This revised patch also removes the include of hugetlb.h from node.h.

Lee

---

PATCH 5/6 hugetlb:  register per node hugepages attributes

Against: 2.6.31-rc6-mmotm-090820-1918

V2:  remove dependency on kobject private bitfield.  Search
     global hstates then all per node hstates for kobject
     match in attribute show/store functions.
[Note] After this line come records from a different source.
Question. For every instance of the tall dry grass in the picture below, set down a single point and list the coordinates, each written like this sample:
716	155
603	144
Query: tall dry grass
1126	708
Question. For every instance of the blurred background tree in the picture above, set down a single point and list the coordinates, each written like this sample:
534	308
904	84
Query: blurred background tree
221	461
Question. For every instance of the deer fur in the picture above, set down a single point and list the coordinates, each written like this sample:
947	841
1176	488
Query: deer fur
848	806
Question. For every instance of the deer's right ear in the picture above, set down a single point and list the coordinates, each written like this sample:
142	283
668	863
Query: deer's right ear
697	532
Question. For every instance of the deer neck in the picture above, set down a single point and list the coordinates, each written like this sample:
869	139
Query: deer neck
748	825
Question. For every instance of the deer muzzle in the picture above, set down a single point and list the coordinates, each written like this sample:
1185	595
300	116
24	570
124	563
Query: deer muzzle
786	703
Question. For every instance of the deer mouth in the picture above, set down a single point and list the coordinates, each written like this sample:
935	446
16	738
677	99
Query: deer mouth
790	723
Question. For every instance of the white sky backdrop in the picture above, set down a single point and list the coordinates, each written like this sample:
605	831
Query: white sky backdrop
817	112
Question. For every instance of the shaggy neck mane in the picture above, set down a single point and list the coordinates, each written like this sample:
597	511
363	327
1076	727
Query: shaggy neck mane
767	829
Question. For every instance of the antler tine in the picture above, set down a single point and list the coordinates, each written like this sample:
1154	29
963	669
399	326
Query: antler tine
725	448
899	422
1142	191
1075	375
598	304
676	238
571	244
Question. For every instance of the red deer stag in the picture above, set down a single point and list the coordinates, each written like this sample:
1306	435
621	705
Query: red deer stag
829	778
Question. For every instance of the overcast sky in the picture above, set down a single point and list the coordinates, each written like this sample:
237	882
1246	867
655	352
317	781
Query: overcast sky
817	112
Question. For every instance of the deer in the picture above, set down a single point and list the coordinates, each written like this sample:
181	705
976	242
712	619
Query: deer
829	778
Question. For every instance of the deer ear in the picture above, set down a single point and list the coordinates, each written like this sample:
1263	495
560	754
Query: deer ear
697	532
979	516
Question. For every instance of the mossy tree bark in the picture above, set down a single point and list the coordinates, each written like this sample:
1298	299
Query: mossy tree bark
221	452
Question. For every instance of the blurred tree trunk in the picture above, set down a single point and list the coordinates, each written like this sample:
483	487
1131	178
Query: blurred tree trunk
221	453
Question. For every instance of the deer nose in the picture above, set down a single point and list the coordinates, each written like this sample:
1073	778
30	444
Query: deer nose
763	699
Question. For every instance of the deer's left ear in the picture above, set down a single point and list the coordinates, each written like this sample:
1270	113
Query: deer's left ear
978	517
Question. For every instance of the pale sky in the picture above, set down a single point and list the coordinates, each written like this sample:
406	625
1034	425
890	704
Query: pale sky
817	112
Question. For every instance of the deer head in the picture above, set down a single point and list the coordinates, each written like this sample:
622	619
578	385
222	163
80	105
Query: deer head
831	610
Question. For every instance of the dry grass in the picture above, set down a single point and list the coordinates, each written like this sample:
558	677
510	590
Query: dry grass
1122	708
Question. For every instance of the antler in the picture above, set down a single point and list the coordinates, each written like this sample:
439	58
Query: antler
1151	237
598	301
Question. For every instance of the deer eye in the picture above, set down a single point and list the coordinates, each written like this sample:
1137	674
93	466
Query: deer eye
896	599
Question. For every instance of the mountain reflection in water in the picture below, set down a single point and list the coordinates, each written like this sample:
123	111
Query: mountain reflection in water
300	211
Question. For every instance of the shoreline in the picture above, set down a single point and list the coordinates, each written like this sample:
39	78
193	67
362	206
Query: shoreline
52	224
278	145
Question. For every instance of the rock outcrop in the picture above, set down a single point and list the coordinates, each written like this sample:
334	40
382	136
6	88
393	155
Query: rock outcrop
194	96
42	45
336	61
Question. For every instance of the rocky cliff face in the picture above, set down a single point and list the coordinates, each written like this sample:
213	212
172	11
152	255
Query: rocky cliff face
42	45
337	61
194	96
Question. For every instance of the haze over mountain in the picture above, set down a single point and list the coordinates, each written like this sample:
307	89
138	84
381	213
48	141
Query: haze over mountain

V3:  rebase atop the mempolicy-based hugepage alloc/free;
     use custom "nodes_allowed" to restrict alloc/free to
     a specific node via per node attributes.  Per node
     attribute overrides mempolicy.  I.e., mempolicy only
     applies to global attributes.

V4:  Fix issues raised by Mel Gorman:
     + add !NUMA versions of hugetlb_[un]register_node()
     + rename 'hi' to 'i' in kobj_to_node_hstate()
     + rename (count, input) to (len, count) in nr_hugepages_store()
     + moved per node hugepages_kobj and hstate_kobjs[] from the
       struct node [sysdev] to hugetlb.c private arrays.
     + changed registration mechanism so that hugetlbfs [a module]
       register its attributes registration callbacks with the node
       driver, eliminating the dependency between the node driver
       and hugetlbfs.  From it's init func, hugetlbfs will register
       all on-line nodes' hugepage sysfs attributes along with
       hugetlbfs' attributes register/unregister functions.  The
       node driver will use these functions to [un]register nodes
       with hugetlbfs on node hot-plug.
     + replaced hugetlb.c private "nodes_allowed_from_node()" with
       generic "alloc_nodemask_of_node()".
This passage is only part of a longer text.